The pavement is wet and smells like elementary school heads up seven up at recess, umbrellas dripping in tall vases by bell rigged storefront doors, plump rivulets of water streaming down steamed up attic windows. It smells like concrete and car oil and eucalyptus. It smells like seedlings stretching out their leaves and sighing chlorophyll-ish breath.

It has not rained in a month and tonight the black street glistens with promising dampness. The misty droplets hang in the air and populate the pools of orange beneath the street lights.

I walk out of the house on the corner on the hill, windows lit up with scattered lamps and glowing faces.
It is Sunday and I am happily tired and a little buzzed on good beer and companionship.
It is January and I am in love with San Diego artists, activists, foodies, writers.
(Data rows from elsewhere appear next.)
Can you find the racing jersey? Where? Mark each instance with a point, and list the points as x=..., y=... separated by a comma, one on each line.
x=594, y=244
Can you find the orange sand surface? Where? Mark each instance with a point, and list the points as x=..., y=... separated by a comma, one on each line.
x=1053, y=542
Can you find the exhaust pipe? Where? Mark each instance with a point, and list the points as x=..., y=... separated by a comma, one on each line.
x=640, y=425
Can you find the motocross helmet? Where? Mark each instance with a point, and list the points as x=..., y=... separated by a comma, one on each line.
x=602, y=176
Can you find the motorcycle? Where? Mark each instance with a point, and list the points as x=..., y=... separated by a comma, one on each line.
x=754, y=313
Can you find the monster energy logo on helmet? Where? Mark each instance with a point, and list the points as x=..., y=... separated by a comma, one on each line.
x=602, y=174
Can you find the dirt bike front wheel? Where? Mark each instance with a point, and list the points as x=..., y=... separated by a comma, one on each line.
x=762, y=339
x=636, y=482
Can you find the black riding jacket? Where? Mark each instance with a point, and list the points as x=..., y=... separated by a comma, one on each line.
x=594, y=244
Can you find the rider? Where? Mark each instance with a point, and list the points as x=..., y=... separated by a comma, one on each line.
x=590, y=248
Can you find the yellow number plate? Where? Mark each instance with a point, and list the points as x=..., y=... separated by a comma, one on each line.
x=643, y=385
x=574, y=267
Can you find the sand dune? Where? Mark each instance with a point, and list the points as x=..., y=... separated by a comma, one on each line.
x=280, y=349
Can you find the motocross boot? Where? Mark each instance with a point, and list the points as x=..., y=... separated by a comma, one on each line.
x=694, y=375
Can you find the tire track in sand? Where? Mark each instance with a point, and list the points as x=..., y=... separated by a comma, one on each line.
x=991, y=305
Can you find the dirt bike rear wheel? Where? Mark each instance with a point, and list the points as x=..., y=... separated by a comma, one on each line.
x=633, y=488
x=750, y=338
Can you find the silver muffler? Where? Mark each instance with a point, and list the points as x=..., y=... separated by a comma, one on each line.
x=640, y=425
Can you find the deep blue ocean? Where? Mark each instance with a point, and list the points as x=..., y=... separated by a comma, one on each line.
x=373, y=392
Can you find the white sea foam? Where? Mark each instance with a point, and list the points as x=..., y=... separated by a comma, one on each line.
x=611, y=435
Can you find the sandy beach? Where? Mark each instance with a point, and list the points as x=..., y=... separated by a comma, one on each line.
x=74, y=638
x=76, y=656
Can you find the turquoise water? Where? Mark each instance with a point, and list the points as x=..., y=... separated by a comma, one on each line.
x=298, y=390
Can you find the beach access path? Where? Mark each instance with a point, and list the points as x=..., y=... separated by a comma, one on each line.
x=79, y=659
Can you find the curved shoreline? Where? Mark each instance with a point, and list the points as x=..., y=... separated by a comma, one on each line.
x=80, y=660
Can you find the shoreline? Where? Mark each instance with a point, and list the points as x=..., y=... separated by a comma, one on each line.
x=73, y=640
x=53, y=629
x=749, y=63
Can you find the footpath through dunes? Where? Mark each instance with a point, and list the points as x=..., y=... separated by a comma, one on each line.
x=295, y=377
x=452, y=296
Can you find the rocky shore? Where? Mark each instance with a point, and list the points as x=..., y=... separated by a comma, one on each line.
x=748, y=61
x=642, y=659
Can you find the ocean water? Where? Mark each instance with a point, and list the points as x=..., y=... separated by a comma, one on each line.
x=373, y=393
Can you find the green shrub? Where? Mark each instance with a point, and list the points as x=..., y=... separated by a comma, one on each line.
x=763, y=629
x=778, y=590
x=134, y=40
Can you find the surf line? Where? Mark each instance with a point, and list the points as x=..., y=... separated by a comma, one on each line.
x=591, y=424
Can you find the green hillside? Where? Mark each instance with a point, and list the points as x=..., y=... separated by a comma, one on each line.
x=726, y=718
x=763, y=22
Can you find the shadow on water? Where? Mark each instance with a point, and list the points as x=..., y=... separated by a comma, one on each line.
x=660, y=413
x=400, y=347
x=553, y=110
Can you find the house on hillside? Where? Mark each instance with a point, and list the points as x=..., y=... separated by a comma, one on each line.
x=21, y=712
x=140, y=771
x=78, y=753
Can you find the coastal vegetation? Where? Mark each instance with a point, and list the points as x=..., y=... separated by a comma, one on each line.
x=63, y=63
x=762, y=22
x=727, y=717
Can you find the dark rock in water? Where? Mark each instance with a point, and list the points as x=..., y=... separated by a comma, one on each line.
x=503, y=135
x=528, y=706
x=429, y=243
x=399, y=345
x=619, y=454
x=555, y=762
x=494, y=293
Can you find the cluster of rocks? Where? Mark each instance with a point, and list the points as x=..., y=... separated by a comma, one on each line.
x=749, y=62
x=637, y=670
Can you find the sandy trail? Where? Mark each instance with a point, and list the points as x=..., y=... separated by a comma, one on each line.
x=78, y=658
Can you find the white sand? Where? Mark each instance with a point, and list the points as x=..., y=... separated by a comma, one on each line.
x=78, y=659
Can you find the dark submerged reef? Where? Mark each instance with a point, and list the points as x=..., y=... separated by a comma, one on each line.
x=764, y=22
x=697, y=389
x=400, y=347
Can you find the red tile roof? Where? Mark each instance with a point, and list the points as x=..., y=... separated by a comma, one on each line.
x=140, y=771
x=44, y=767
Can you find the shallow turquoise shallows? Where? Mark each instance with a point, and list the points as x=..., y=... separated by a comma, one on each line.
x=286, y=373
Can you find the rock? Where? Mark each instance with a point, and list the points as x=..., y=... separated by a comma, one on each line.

I walk out of the house and my mind is buzzing with gatherings and formulating organizations, ideas, and flying to Kenya and delving into storied folds within my own hooded head.

There are some days when you want to hug everyone (and sometimes you do) and proclaim,
You are my people!
and you want to continue to hold space and dance in thoughts and talk in rhythms. You want to fold everyone into you pocket and take the energy, the goodness, the warmth and smiles with you into the night. And you pack up your bag and wrap your coat a little tighter and stride out the door knowing that they'll miss you too.

I drive: wipers flopping to and fro, dotted lines on the road melting into the shiny slick blackness of the asphalt, BBC tones on the radio reminding me of being at sea in the middle of the night in the middle of lots of water and little land.
I am smiling because a jar of honey sits on the seat next to me and words off other writers' pages trip through my head. I helped organize, cook for, make a success this Honeyfest and our goodbyes were full of hope and a sweet sadness. Then up the hill I sat on the floor of a house I'd never seen with dozens of others and listened to stories from trembling hands and open hearts.

I don't know (many) most of them, but these, at least for this night, this moment, are my people. Just as the rain sinks into the soil and nourishes the seedlings, I can feel this community feeding my roots, allowing me to grow stronger and deeper every day.